What Kind Of Roommate Are You?

Are you a good roommate? Or the worst kind of person? Take this quiz and find out what kind of roommate you are!

Tags: Living, Character


Here are all the results with descriptions

The Stoner!
You may or may not sell drugs out of the apartment, but some roommates can be down with that, especially because you're the most easygoing roommate. You never argue; you always share your food; and you're pretty quiet unless you start giggling again. Even if you aren't the cleanest guy in the house, your other roommates still love you.

The Sappy Roommate!
You're the roommate who only operates in two realities: either you're dating someone or you just broke up. There is no in-between for you. You live for the drama and like to make loud entrances and exits at any time of day. You've probably had sex in every room in your apartment, but your roommates would never know. No, they don't really trust you, but they know you pay the bills, so they'll put up with your drama until the lease is up.

The Celebrity Chef!
You make every house feel like a home. You host epic house parties as well as chill game nights, and you always cook a little something for each. Your other roommates and their friends are always coming over to hang with you and your warm oven. As long as you remember to clean up after yourselves, you and your roommates get along swimmingly!

The Loud Roommate!
You slam doors. You stomp when you walk. You sing loudly in the shower at 6:00 in the morning. Do you forget that you live with other people, or do you just not care? Because we can't tell. Whatever your reasoning, we can tell you now that you're only a good roommate if your roomies find your loudness endearing.

The Stickler!
You're the king of the passive-aggressive kitchen note. You know what's best for the house, and that includes a strict quiet-hours initiative and a clear labeling system for the fridge. You drive everyone you live with crazy, and now you've gone and made a new chore list. Make sure you stick it on the fridge tonight, so all your roommates can see it when they wake up in the morning. You always like to drop surprises like this on them. Hope Sara likes to clean the toilet!

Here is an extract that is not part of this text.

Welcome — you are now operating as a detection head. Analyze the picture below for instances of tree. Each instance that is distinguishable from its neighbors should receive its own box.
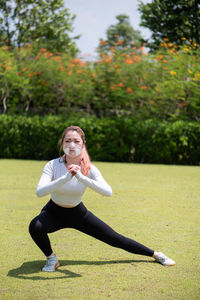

The Worst Kind of Roommate!
You clearly don't care about anyone but yourself. The dishes you left in the sink last week are still there. You passed out and left your stereo on again last night. And the weirdos you keep bringing over without warning are starting to get on everybody's nerves. But who cares, right? Because you live here too. It's your house as much as theirs, so they're going to have to deal with it.